Statistics Canada found that as of 2016, 94.5 per cent of the Quebec population was able to carry on a conversation in French. The number of people who spoke French at home was 87.1 per cent, similar to the previous census, but the survey also reported that families were increasingly likely to speak another language as well.
However, projections released in 2017 found that the proportion speaking French at home could go from 82 per cent in 2011 to around 75 per cent in 2036. Meanwhile, English spoken at home could rise from 11 per cent in 2011 to 13 per cent in 2036.
Both Veltman and Belanger noted that official statistics don’t always present a clear picture of what’s happening.
Veltman said there is a large group of people who speak both French and English at home and who can be hard to categorize.
“We’re becoming a much more bilingual society,” he said. “If that’s dangerous to French, I don’t know.”
Belanger, for his part, questions the 94.5 per cent French rate. He noted that there was widespread opposition in the anglophone community to a recent proposal requiring students at English-language junior colleges to take three of their core classes in French — which suggests the bilingualism level of many English-speakers isn’t very high.
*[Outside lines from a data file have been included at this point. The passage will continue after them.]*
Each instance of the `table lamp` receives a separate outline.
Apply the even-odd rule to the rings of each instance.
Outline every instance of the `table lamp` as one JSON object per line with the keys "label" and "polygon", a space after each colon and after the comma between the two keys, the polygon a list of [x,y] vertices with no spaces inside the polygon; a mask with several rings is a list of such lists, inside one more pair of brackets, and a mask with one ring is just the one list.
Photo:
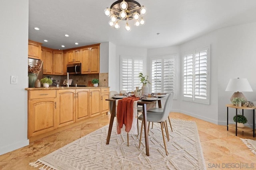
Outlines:
{"label": "table lamp", "polygon": [[230,98],[230,101],[234,98],[242,98],[246,101],[247,101],[244,94],[239,92],[252,92],[247,78],[231,78],[230,80],[228,86],[226,89],[226,91],[237,92],[235,92]]}

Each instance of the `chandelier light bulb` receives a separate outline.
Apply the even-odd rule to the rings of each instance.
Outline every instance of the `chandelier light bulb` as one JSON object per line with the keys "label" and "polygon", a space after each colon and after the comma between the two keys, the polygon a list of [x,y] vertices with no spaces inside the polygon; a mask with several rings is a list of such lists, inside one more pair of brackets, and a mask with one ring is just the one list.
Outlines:
{"label": "chandelier light bulb", "polygon": [[110,20],[113,22],[115,22],[116,21],[116,17],[115,16],[111,16],[110,17]]}
{"label": "chandelier light bulb", "polygon": [[124,11],[125,11],[128,8],[128,4],[127,2],[124,0],[120,4],[120,8]]}
{"label": "chandelier light bulb", "polygon": [[141,18],[141,20],[140,20],[140,24],[142,25],[145,24],[145,20],[143,19],[143,18]]}
{"label": "chandelier light bulb", "polygon": [[109,21],[108,24],[109,24],[110,26],[113,27],[114,26],[114,22],[112,22],[112,21]]}
{"label": "chandelier light bulb", "polygon": [[138,20],[140,18],[140,14],[139,14],[138,12],[136,12],[133,14],[132,18],[134,20]]}
{"label": "chandelier light bulb", "polygon": [[128,24],[128,22],[126,22],[126,25],[125,25],[125,29],[127,31],[129,32],[131,31],[131,28],[130,25]]}
{"label": "chandelier light bulb", "polygon": [[127,16],[126,13],[124,11],[122,11],[122,12],[120,12],[120,15],[119,15],[120,18],[122,18],[122,20],[125,19]]}
{"label": "chandelier light bulb", "polygon": [[139,26],[140,26],[140,23],[139,21],[137,20],[135,21],[135,23],[134,23],[134,25],[138,27]]}
{"label": "chandelier light bulb", "polygon": [[105,15],[108,16],[108,17],[110,16],[110,9],[109,8],[107,8],[105,9],[104,10],[104,13],[105,13]]}
{"label": "chandelier light bulb", "polygon": [[119,29],[119,28],[120,27],[120,25],[119,25],[119,24],[118,24],[118,22],[115,23],[114,24],[114,26],[115,27],[115,28],[116,29]]}
{"label": "chandelier light bulb", "polygon": [[147,9],[144,7],[144,6],[142,6],[141,8],[140,8],[140,14],[144,15],[145,15]]}

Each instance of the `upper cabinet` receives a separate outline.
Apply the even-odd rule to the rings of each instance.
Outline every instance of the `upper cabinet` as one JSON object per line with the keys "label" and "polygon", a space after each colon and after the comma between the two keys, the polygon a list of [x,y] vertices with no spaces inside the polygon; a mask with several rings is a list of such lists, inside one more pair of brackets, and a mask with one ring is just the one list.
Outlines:
{"label": "upper cabinet", "polygon": [[42,43],[28,40],[28,58],[42,60],[41,45]]}
{"label": "upper cabinet", "polygon": [[82,51],[82,74],[100,72],[100,45],[84,48]]}
{"label": "upper cabinet", "polygon": [[53,51],[53,59],[52,63],[53,65],[54,75],[62,75],[63,65],[63,52],[62,51]]}
{"label": "upper cabinet", "polygon": [[68,51],[67,53],[68,63],[81,62],[80,49],[70,50]]}

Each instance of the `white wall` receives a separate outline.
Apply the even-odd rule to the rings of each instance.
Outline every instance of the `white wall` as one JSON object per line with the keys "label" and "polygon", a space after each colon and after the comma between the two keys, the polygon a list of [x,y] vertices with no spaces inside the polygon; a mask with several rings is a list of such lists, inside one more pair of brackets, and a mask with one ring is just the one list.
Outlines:
{"label": "white wall", "polygon": [[[0,6],[0,155],[28,145],[28,0],[2,1]],[[18,78],[10,84],[11,75]]]}
{"label": "white wall", "polygon": [[100,45],[100,73],[108,72],[109,42],[102,43]]}
{"label": "white wall", "polygon": [[[250,101],[256,101],[256,23],[220,29],[216,31],[216,43],[218,59],[219,124],[226,123],[226,104],[234,92],[225,90],[230,78],[247,78],[253,92],[243,92]],[[229,121],[233,123],[235,109],[229,109]],[[241,111],[242,112],[242,111]],[[245,111],[244,115],[252,125],[252,111]]]}

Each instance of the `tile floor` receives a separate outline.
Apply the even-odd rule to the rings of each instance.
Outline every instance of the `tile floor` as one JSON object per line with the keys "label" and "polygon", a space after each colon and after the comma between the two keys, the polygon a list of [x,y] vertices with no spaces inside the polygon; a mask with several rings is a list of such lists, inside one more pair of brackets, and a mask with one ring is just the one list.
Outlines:
{"label": "tile floor", "polygon": [[[236,137],[235,130],[227,131],[226,126],[215,125],[180,113],[171,113],[170,116],[171,118],[196,123],[207,169],[256,169],[256,155],[240,139],[256,140],[252,132],[238,131]],[[110,115],[103,116],[0,155],[0,170],[38,169],[28,164],[108,125],[110,119]]]}

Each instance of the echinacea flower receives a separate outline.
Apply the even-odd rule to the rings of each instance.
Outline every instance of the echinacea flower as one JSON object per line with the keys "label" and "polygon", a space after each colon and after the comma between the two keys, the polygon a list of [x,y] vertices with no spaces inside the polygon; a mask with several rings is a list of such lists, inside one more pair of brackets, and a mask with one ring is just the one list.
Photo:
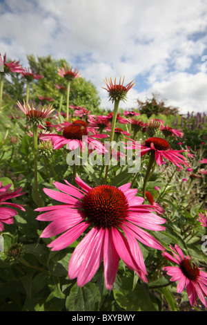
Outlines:
{"label": "echinacea flower", "polygon": [[43,189],[46,195],[61,205],[36,209],[43,212],[37,216],[40,221],[52,221],[41,237],[60,236],[48,246],[59,250],[71,245],[89,228],[87,234],[78,243],[68,266],[70,279],[77,278],[77,285],[90,281],[103,259],[104,278],[107,289],[115,281],[119,257],[147,282],[147,271],[138,241],[157,250],[163,246],[143,228],[161,231],[165,228],[163,218],[154,214],[151,205],[142,205],[144,198],[135,196],[137,190],[130,189],[130,183],[119,187],[108,185],[91,187],[78,176],[77,184],[81,189],[68,183],[55,182],[61,192]]}
{"label": "echinacea flower", "polygon": [[88,120],[90,126],[92,127],[98,127],[100,133],[102,133],[103,129],[106,129],[109,126],[109,120],[106,118],[106,116],[98,115],[96,118],[93,116],[89,116]]}
{"label": "echinacea flower", "polygon": [[124,111],[124,115],[126,118],[132,118],[132,116],[138,116],[140,115],[140,113],[137,113],[133,111]]}
{"label": "echinacea flower", "polygon": [[160,130],[166,137],[174,136],[176,140],[177,140],[177,137],[182,138],[184,136],[184,133],[181,131],[181,130],[172,129],[172,127],[169,127],[168,124],[166,124],[166,127],[161,125]]}
{"label": "echinacea flower", "polygon": [[197,295],[201,303],[207,307],[205,299],[207,296],[207,273],[198,268],[192,261],[190,257],[184,257],[177,245],[175,245],[175,248],[170,245],[170,248],[172,250],[173,256],[166,251],[162,255],[171,262],[178,264],[178,266],[166,266],[163,270],[172,277],[171,281],[178,281],[177,292],[180,293],[186,288],[191,306],[197,305]]}
{"label": "echinacea flower", "polygon": [[57,88],[57,89],[59,90],[59,91],[61,93],[61,94],[63,94],[66,93],[66,91],[67,91],[67,88],[65,86],[62,86],[62,85],[59,85],[59,84],[56,84],[55,85],[55,88]]}
{"label": "echinacea flower", "polygon": [[132,131],[134,132],[134,138],[137,134],[137,132],[139,132],[139,131],[142,131],[143,129],[148,126],[147,123],[144,122],[139,118],[136,120],[135,118],[130,118],[128,119],[128,122],[131,124]]}
{"label": "echinacea flower", "polygon": [[25,193],[21,192],[22,187],[18,187],[14,189],[10,189],[12,184],[8,184],[5,186],[2,186],[2,182],[0,182],[0,231],[2,232],[4,229],[3,224],[7,223],[10,225],[14,223],[13,217],[17,214],[15,210],[8,207],[3,207],[2,205],[8,205],[9,207],[20,209],[22,211],[25,211],[23,207],[23,205],[13,203],[11,202],[6,202],[7,200],[16,198],[20,195],[23,195]]}
{"label": "echinacea flower", "polygon": [[97,127],[91,127],[90,125],[88,125],[87,122],[84,121],[83,120],[75,120],[72,121],[72,123],[70,123],[70,122],[64,121],[62,123],[60,123],[58,125],[56,125],[56,129],[57,131],[62,131],[66,127],[69,125],[81,125],[81,127],[84,127],[87,129],[87,131],[91,133],[97,133]]}
{"label": "echinacea flower", "polygon": [[207,227],[207,212],[205,212],[205,216],[201,212],[199,212],[199,218],[197,220],[201,223],[203,227]]}
{"label": "echinacea flower", "polygon": [[207,169],[204,169],[204,168],[201,168],[200,170],[198,171],[199,174],[202,174],[203,175],[207,175]]}
{"label": "echinacea flower", "polygon": [[112,78],[110,78],[108,81],[107,78],[104,80],[107,88],[103,88],[106,89],[108,93],[108,96],[110,100],[112,102],[115,101],[126,101],[127,93],[135,86],[135,82],[133,82],[133,80],[128,83],[126,86],[124,86],[124,77],[123,78],[122,82],[121,82],[121,77],[119,80],[119,83],[117,84],[116,78],[115,80],[115,82],[113,83],[112,81]]}
{"label": "echinacea flower", "polygon": [[23,113],[28,116],[30,122],[37,125],[42,124],[43,120],[48,118],[48,115],[55,110],[50,104],[46,106],[40,105],[36,109],[34,107],[33,104],[30,106],[29,104],[26,104],[25,102],[23,102],[23,105],[17,102],[17,105]]}
{"label": "echinacea flower", "polygon": [[[111,128],[108,127],[106,128],[106,131],[111,131]],[[130,136],[130,133],[129,133],[128,132],[127,132],[127,131],[123,131],[122,129],[121,129],[121,127],[115,127],[115,133],[117,133],[117,135],[120,135],[120,134],[124,134],[124,136]]]}
{"label": "echinacea flower", "polygon": [[53,102],[54,98],[52,97],[46,97],[46,96],[41,96],[40,95],[37,95],[39,100],[42,100],[43,102]]}
{"label": "echinacea flower", "polygon": [[146,199],[148,200],[149,203],[153,207],[153,208],[154,208],[154,210],[156,212],[157,212],[160,214],[164,214],[165,213],[166,211],[162,207],[162,206],[160,205],[160,204],[157,203],[157,202],[154,201],[154,198],[153,198],[153,196],[152,196],[152,193],[150,193],[148,191],[146,191],[145,192],[145,196],[146,197]]}
{"label": "echinacea flower", "polygon": [[199,162],[201,164],[207,164],[207,159],[204,158],[203,159],[201,159],[201,160],[199,160]]}
{"label": "echinacea flower", "polygon": [[34,72],[33,69],[30,71],[29,68],[26,68],[21,73],[22,77],[25,78],[28,82],[31,82],[34,80],[39,80],[44,77],[42,75],[39,75],[37,72]]}
{"label": "echinacea flower", "polygon": [[[134,142],[134,143],[135,148],[136,149],[136,142]],[[183,168],[180,164],[188,167],[190,165],[185,157],[180,154],[185,151],[185,150],[170,149],[170,145],[168,141],[161,138],[149,138],[145,140],[144,145],[139,144],[138,149],[140,150],[141,156],[144,156],[148,152],[153,152],[156,162],[159,165],[163,163],[163,158],[170,161],[181,169]]]}
{"label": "echinacea flower", "polygon": [[62,134],[43,134],[41,140],[51,139],[55,149],[60,149],[67,145],[67,148],[73,150],[79,147],[82,151],[85,147],[84,142],[90,144],[90,147],[97,148],[101,152],[105,151],[104,146],[100,141],[95,140],[96,138],[107,138],[107,134],[88,135],[87,127],[79,124],[73,124],[68,122],[68,125],[62,128]]}
{"label": "echinacea flower", "polygon": [[65,64],[64,67],[61,66],[61,68],[57,68],[58,74],[66,79],[68,82],[71,82],[74,79],[79,78],[80,77],[79,71],[77,68],[72,71],[72,66],[70,69],[68,66]]}
{"label": "echinacea flower", "polygon": [[[1,53],[0,53],[0,59],[1,59]],[[11,61],[10,62],[6,62],[6,53],[3,55],[3,60],[1,59],[1,64],[3,67],[3,72],[4,73],[20,73],[23,71],[23,68],[22,68],[21,64],[19,64],[19,61]]]}

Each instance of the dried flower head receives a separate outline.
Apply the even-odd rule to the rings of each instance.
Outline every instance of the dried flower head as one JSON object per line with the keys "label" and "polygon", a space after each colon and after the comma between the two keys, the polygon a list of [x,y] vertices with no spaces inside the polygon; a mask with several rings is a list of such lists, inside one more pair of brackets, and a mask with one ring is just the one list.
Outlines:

Marc Termote, a retired professor at Université de Montréal, believes the fundamental problem of language decline will be nearly impossible to avoid because French Quebecers have so few children.
However, he said the process will take centuries, not decades, because of the strong measures in place. He said it’s “unthinkable” that Quebec will become another Louisiana, where French has all but disappeared — a comparison evoked by Legault last week.
“I can’t imagine he really thought that in 50 years we’ll be at two per cent of francophones in Quebec,” he said of Legault.